Despite specifying with_resources(Trainer, {"cpu": 1, "gpu": 1}) both GPUs are used. The only way to avoid this is by setting os.environ["CUDA_VISIBLE_DEVICES"] = "1".

Is there a way to achieve my goal without explicitly setting an environment variable myself? If I understand correctly, according to the documentation this should be taken care of by tune.with_resources:

To leverage GPUs, you must set gpu in tune.with_resources(trainable, resources_per_trial). This will automatically set CUDA_VISIBLE_DEVICES for each trial.

run_config = RunConfig(
    stop={"training_iteration": epochs},
    checkpoint_config=ck_config,
    name=f"{model_name}_{exp_details}",
    local_dir=str(Path(__file__).parent / "ray_checkpoints")
)

tuner = Tuner(
    trainable= with_resources(Trainer, {"cpu": 1, "gpu": 1}),
    run_config=run_config,
    tune_config=TuneConfig(mode="min", metric="val_loss", num_samples=5),
    param_space=configuration,
)

Hi @mtt,

tune.with_resources sets the resources per trial, and since you have 5 trials with 2 GPUs, Tune will schedule 2 trials at a time, each taking one of the GPUs.

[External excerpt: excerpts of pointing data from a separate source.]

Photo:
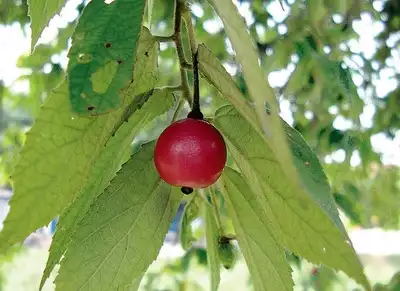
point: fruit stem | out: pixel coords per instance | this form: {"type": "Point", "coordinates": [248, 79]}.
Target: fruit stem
{"type": "Point", "coordinates": [177, 38]}
{"type": "Point", "coordinates": [196, 112]}
{"type": "Point", "coordinates": [178, 109]}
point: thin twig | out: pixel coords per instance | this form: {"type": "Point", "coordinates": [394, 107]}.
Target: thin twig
{"type": "Point", "coordinates": [218, 219]}
{"type": "Point", "coordinates": [196, 112]}
{"type": "Point", "coordinates": [177, 38]}
{"type": "Point", "coordinates": [178, 109]}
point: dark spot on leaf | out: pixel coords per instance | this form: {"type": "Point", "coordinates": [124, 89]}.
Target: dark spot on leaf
{"type": "Point", "coordinates": [187, 190]}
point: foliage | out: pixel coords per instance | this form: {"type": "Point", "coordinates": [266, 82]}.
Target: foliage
{"type": "Point", "coordinates": [274, 195]}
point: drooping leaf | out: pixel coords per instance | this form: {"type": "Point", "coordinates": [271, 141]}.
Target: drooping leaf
{"type": "Point", "coordinates": [123, 230]}
{"type": "Point", "coordinates": [57, 143]}
{"type": "Point", "coordinates": [216, 74]}
{"type": "Point", "coordinates": [348, 207]}
{"type": "Point", "coordinates": [264, 256]}
{"type": "Point", "coordinates": [53, 165]}
{"type": "Point", "coordinates": [301, 221]}
{"type": "Point", "coordinates": [113, 155]}
{"type": "Point", "coordinates": [102, 54]}
{"type": "Point", "coordinates": [212, 247]}
{"type": "Point", "coordinates": [41, 12]}
{"type": "Point", "coordinates": [190, 213]}
{"type": "Point", "coordinates": [259, 89]}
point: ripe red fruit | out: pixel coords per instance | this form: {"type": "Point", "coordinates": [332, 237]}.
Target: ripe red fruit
{"type": "Point", "coordinates": [190, 153]}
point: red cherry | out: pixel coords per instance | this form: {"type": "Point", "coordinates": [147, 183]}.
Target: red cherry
{"type": "Point", "coordinates": [190, 153]}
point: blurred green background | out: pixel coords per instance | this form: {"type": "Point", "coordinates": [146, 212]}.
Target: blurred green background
{"type": "Point", "coordinates": [335, 67]}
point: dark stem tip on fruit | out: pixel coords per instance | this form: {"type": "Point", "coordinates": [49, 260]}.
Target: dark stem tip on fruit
{"type": "Point", "coordinates": [195, 114]}
{"type": "Point", "coordinates": [187, 190]}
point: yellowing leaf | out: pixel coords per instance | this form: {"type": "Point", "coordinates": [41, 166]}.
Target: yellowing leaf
{"type": "Point", "coordinates": [264, 256]}
{"type": "Point", "coordinates": [298, 222]}
{"type": "Point", "coordinates": [41, 12]}
{"type": "Point", "coordinates": [123, 231]}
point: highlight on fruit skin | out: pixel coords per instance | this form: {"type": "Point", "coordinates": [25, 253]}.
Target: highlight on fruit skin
{"type": "Point", "coordinates": [190, 153]}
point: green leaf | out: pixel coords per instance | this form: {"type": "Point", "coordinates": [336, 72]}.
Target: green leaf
{"type": "Point", "coordinates": [301, 218]}
{"type": "Point", "coordinates": [41, 12]}
{"type": "Point", "coordinates": [102, 54]}
{"type": "Point", "coordinates": [348, 207]}
{"type": "Point", "coordinates": [212, 247]}
{"type": "Point", "coordinates": [57, 143]}
{"type": "Point", "coordinates": [259, 89]}
{"type": "Point", "coordinates": [264, 256]}
{"type": "Point", "coordinates": [114, 154]}
{"type": "Point", "coordinates": [190, 213]}
{"type": "Point", "coordinates": [215, 73]}
{"type": "Point", "coordinates": [123, 231]}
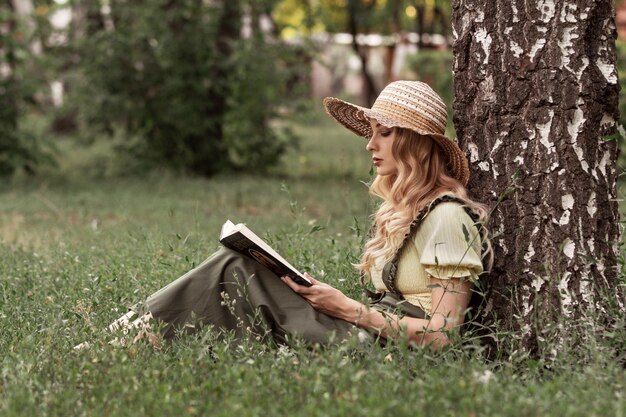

You can specify fractional GPUs per trial, as well as limit concurrency so you never go above some GPU usage. For example, this will run 2 trials concurrently on 1 GPU.

tuner = Tuner(
+   trainable= with_resources(Trainer, {"cpu": 1, "gpu": 0.5}),
    run_config=run_config,
    tune_config=TuneConfig(
        mode="min",
        metric="val_loss",
        num_samples=5,
+       max_concurrent_trials=2,
    ),
    param_space=configuration,
)

See Ray Tune FAQ — Ray 2.3.0 for more info.